3 In patients with cirrhosis, overt HE is common after a gastroin

3 In patients with cirrhosis, overt HE is common after a gastrointestinal bleed, which can be simulated by the oral administration of a mixture of amino acids mimicking the composition of hemoglobin.4 Ribociclib Such a test, termed amino

acid challenge (AAC), has been used to assess the risk of developing HE.5 Sleep-wake disturbances are common in patients with cirrhosis and have been traditionally associated with HE.1 More recent data seem to indicate that daytime sleepiness is part of the HE spectrum, whereas night sleep disturbances may have a different pathophysiology.6, 7 Abnormalities in the circadian rhythm of melatonin of both central (reduced cerebral sensitivity to dark/light cues) and peripheral origin (reduced melatonin clearance) have been described in this patient population but they do not offer a comprehensive explanation for the observed sleep-wake abnormalities.8, 9 Limited information is available on the sleep electroencephalogram (EEG) features

of patients with cirrhosis.10, 11 The largest studies date back to the BMS-354825 clinical trial 1970s and were conducted in decompensated patients with severe, overt HE.10 Correlations were observed between the clinical severity of encephalopathy and the degree of disruption of sleep architecture.10 The transition between wake and sleep, as well as the transitions between non-rapid eye movement (non-REM) and REM sleep, are characterized by well-defined EEG characteristics.
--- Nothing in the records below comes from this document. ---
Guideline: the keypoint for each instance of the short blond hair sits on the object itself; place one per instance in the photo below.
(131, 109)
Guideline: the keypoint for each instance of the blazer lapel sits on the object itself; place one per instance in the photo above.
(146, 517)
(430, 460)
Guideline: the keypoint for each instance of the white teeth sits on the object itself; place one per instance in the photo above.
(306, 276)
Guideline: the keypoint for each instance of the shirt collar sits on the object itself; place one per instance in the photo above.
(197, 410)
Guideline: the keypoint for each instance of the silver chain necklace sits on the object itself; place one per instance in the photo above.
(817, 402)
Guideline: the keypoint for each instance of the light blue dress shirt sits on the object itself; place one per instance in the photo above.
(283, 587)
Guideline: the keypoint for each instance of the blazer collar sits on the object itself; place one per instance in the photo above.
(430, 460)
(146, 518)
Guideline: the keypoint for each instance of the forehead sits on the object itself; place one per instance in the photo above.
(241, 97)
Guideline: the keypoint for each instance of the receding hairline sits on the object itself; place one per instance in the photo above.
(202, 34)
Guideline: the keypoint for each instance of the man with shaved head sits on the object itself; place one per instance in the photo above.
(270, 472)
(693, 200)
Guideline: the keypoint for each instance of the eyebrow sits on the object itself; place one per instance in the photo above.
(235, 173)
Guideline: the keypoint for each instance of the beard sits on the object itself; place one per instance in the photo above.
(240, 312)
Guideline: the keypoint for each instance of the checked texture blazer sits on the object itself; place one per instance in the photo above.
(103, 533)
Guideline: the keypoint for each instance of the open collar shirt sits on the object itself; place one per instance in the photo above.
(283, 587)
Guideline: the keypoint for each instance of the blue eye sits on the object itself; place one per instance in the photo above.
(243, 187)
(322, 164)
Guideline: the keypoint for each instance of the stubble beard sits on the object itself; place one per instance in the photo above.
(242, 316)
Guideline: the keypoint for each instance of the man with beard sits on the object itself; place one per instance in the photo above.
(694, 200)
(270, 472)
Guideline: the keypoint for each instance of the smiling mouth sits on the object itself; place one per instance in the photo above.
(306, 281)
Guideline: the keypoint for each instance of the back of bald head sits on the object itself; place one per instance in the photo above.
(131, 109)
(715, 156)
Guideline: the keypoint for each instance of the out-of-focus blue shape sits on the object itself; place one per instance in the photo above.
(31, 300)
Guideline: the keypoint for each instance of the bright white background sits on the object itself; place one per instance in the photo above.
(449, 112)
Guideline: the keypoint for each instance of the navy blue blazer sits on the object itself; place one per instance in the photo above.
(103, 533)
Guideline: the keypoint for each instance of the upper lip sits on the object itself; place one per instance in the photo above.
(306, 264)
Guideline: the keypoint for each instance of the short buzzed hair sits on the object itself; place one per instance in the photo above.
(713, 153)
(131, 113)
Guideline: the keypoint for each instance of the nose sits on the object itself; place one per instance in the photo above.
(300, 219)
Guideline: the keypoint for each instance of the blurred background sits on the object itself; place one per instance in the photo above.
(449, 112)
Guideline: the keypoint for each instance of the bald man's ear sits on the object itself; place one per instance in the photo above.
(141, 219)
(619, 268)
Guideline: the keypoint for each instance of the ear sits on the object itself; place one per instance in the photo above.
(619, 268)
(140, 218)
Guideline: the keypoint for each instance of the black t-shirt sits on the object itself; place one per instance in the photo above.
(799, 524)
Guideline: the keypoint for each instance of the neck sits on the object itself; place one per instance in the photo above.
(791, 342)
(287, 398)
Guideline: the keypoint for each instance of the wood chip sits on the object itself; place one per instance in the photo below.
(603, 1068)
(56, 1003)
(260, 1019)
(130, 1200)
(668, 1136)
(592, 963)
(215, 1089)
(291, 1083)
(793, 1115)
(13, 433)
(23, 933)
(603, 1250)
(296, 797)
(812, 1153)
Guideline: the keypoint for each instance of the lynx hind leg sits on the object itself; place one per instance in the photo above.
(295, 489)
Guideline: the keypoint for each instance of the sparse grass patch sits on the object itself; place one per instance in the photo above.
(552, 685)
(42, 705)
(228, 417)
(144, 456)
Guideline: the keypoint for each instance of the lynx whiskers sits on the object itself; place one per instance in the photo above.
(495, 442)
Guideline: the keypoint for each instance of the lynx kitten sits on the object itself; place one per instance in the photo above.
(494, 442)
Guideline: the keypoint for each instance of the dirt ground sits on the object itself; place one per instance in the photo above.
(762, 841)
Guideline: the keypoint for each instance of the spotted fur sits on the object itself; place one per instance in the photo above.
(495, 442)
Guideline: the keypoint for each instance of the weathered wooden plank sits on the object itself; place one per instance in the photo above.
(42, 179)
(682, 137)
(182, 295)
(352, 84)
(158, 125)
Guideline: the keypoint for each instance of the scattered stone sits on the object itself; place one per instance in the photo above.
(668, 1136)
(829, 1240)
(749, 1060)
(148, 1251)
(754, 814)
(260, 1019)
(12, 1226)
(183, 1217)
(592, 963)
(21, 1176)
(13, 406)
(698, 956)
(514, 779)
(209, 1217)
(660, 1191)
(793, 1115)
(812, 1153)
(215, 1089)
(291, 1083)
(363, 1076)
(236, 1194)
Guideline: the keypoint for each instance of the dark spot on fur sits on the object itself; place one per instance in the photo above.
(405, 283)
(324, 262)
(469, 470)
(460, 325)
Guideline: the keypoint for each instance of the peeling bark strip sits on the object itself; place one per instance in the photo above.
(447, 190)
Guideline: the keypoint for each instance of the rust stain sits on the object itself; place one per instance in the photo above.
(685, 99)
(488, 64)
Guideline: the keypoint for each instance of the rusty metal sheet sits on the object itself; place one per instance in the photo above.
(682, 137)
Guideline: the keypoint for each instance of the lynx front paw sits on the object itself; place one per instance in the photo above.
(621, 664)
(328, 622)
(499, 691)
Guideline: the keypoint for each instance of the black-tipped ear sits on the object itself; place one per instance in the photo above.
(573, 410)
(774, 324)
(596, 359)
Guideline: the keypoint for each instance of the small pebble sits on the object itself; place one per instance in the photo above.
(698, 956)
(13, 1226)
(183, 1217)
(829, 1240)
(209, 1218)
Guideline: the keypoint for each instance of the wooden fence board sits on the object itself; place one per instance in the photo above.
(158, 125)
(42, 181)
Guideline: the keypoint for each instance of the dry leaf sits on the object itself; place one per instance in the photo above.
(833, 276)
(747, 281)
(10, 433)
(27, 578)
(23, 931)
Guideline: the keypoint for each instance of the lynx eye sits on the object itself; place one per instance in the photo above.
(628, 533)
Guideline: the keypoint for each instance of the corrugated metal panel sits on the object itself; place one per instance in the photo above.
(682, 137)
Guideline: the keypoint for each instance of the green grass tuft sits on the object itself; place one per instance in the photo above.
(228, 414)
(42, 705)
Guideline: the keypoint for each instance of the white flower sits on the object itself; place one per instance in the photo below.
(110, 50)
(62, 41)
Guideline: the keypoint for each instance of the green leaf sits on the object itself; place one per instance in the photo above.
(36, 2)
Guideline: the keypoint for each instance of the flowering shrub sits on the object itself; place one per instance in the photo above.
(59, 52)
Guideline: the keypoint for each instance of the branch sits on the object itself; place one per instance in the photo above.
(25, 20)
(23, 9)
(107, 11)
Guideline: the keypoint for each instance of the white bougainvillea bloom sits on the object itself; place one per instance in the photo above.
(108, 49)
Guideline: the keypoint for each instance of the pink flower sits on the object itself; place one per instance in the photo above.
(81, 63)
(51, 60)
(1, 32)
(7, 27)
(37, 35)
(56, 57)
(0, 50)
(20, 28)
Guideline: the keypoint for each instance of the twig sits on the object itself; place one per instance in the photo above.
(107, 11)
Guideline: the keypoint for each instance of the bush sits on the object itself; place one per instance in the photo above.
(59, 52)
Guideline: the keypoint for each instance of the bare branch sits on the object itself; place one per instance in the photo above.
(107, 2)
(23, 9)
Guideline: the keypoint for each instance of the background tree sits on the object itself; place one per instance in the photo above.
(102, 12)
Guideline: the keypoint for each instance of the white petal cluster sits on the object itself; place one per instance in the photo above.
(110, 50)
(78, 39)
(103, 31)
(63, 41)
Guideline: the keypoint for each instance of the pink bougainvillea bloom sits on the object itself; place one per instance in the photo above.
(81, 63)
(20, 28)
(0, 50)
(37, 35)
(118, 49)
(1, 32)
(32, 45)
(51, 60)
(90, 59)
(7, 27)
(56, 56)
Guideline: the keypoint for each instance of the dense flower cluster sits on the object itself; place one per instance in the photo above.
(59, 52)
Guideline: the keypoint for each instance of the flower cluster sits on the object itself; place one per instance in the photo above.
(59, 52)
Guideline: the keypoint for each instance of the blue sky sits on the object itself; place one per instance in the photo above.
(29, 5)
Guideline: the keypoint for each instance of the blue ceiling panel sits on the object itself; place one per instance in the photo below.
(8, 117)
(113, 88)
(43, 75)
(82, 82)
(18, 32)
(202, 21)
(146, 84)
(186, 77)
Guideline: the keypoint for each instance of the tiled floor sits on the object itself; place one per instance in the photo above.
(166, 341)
Non-REM sleep is divided into stages 1 to 4, with stages 3 and 4 representing deep sleep. Non-REM stage 1 is considered a transitional state between waking and sleep. Non-REM stage 2 is characterized by K-complexes and sleep spindles, whereas stages 3 and 4 (or slow wave sleep) are dominated by high-amplitude,

low frequency (delta) Non-specific serine/threonine protein kinase waves.12 Delta activity (power in the 0.75-4.5 Hz range of the EEG spectrum) in non-REM sleep is a reliable indicator of sleep homeostasis, which reflects the effect of sleep/wake history on sleep propensity: delta activity increases as a function of the duration of prior wakefulness and dissipates with progression of sleep.13 Brief sleep EEG recordings of 90-120 minutes, or “nap” studies, are easier to perform than all-night polysomnography, especially in a clinical setting. Naps have been shown to accurately reflect the current level of homeostatic sleep pressure, which accumulates during the wake period.14 Furthermore, naps taken later in the day are characterized by a higher level of sleep pressure, and thus a higher amount of slow wave sleep.15 Protocols with repeated naps require patients to maintain regular sleep-wake schedules prior to/during the study, thus only medically stable subjects can be included.